Benzene is a volatile organic compound with a high vapour pressure that quickly evaporates into the air when released into the environment. Indoor concentrations of benzene are generally higher than outdoor concentrations. Key sources of ambient (outdoor) benzene concentrations are vehicular emissions and industrial emissions. Additional important sources of benzene outdoors include releases from gasoline stations, wildfires, and residential wood burning.

In homes in Canada, indoor benzene concentrations are 1.3 to 7.9 times higher than outdoor concentrations, with the highest ratios of indoor-to-outdoor concentration observed in homes with people who smoke. The presence of an attached garage, people smoking indoors, the storage of gasoline, paints, and solvents in the garage and home, and the infiltration from outdoor air have all been associated with higher levels of benzene in the home. Increased ventilation is associated with lower indoor benzene.

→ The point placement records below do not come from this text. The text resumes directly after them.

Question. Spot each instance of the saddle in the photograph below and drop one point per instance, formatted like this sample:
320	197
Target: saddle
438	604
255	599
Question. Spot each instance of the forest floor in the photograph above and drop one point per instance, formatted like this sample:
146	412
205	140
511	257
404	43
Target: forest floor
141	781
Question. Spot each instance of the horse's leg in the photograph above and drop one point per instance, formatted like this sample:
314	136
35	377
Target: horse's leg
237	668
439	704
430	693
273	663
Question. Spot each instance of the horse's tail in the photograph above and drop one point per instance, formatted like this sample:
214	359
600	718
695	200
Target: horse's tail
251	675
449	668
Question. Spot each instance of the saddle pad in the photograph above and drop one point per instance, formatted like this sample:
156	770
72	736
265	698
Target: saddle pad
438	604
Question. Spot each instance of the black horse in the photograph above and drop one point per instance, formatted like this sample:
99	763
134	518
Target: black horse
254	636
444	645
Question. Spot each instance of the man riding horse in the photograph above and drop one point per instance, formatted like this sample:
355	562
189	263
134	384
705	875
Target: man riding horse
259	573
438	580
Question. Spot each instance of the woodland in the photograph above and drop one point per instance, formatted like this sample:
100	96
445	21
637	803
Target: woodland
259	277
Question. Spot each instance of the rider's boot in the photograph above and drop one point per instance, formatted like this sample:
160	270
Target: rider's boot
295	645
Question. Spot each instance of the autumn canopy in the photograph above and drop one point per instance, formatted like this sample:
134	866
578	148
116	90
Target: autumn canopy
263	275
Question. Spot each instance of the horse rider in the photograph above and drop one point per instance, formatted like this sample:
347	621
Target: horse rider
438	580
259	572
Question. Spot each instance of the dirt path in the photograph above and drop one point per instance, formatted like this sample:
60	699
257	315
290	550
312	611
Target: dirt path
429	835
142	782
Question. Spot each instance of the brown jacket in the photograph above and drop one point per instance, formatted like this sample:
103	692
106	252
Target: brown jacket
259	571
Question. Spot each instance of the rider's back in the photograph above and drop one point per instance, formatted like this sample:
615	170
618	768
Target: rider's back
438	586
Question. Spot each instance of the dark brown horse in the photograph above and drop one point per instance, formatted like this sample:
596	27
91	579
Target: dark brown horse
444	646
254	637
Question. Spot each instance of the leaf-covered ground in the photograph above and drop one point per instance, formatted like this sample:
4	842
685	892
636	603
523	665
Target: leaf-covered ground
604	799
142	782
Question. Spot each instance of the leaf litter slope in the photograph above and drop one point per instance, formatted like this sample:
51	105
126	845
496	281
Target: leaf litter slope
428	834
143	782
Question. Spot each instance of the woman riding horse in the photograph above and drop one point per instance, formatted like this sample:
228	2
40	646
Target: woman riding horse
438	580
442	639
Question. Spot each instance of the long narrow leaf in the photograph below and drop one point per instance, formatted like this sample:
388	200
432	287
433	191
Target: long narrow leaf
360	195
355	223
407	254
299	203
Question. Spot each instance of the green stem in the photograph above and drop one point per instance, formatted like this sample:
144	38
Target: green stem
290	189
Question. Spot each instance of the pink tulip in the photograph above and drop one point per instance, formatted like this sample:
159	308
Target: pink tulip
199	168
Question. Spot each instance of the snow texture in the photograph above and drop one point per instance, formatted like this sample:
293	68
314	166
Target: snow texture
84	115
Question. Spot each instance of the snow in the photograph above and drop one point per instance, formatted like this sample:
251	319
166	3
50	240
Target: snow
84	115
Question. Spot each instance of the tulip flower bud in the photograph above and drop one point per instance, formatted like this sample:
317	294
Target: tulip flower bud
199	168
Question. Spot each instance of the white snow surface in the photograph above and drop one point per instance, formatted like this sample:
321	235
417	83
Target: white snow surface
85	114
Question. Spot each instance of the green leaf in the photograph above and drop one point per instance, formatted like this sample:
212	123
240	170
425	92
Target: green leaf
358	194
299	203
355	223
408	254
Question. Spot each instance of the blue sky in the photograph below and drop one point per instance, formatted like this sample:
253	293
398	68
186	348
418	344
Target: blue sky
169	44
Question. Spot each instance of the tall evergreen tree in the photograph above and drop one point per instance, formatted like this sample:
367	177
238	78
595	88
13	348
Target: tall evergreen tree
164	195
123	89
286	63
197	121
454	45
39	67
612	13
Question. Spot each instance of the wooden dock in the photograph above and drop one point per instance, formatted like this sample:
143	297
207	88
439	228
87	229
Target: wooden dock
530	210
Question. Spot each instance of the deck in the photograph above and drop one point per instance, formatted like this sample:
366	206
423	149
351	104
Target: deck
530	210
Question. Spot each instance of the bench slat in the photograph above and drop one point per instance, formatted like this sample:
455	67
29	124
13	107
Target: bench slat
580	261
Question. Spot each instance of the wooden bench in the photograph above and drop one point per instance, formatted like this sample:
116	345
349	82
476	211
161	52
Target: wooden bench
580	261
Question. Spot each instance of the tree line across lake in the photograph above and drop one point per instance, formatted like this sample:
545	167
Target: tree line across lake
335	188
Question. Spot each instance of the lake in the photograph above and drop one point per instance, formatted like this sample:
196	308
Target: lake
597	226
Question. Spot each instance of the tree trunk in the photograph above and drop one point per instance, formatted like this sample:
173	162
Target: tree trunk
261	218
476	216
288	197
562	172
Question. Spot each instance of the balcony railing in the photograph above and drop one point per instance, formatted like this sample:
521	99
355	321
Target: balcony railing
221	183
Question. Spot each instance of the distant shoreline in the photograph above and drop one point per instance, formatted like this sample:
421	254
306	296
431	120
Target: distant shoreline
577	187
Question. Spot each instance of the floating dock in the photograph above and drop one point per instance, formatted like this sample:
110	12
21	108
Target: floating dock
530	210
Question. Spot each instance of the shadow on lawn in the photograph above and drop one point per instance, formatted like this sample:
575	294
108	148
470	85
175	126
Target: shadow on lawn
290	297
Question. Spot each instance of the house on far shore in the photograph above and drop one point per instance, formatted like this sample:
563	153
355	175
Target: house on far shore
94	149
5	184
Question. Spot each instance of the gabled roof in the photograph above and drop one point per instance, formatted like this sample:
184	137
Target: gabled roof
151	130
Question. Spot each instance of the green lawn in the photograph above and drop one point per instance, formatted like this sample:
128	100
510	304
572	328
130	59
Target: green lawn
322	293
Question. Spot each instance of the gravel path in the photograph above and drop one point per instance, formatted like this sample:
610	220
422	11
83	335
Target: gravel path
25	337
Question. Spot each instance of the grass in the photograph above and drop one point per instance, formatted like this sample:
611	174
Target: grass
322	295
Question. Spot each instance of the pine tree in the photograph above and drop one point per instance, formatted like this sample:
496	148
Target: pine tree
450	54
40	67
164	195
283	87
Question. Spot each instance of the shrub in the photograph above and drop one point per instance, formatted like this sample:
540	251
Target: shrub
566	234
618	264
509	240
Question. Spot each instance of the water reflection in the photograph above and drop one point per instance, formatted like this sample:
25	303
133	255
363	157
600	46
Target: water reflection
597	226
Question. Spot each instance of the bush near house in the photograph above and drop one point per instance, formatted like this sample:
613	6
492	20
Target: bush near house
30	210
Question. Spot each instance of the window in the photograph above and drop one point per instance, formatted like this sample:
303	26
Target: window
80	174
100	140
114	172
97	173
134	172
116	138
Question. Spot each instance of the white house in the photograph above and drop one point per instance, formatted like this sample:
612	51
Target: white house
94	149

The proposed long-term guideline value for benzene is 0.6 μg/m3.

Median residential indoor benzene levels measured from 2005 to 2019 by Health Canada ranged from 0.4 to 2.2 μg/m3 in multiple cities and two First Nations communities, and the 95th percentiles ranged from 2.4 to 18.6 μg/m3. The national average concentration of outdoor benzene in 2019 was 0.5 μg/m3. Levels of benzene in many homes in Canada may exceed the guideline value and may pose a health risk. It is therefore recommended to reduce exposure to benzene by ensuring adequate ventilation and controlling or eliminating indoor sources.

Health effects

Benzene is genotoxic and is classified as a human carcinogen by Health Canada, the International Agency for Research on Cancer, and the United States Environmental Protection Agency. Benzene causes acute myeloid leukemia and acute non-lymphocytic leukemia in adults. There is also growing evidence supporting a positive association between benzene exposure and leukemia in children.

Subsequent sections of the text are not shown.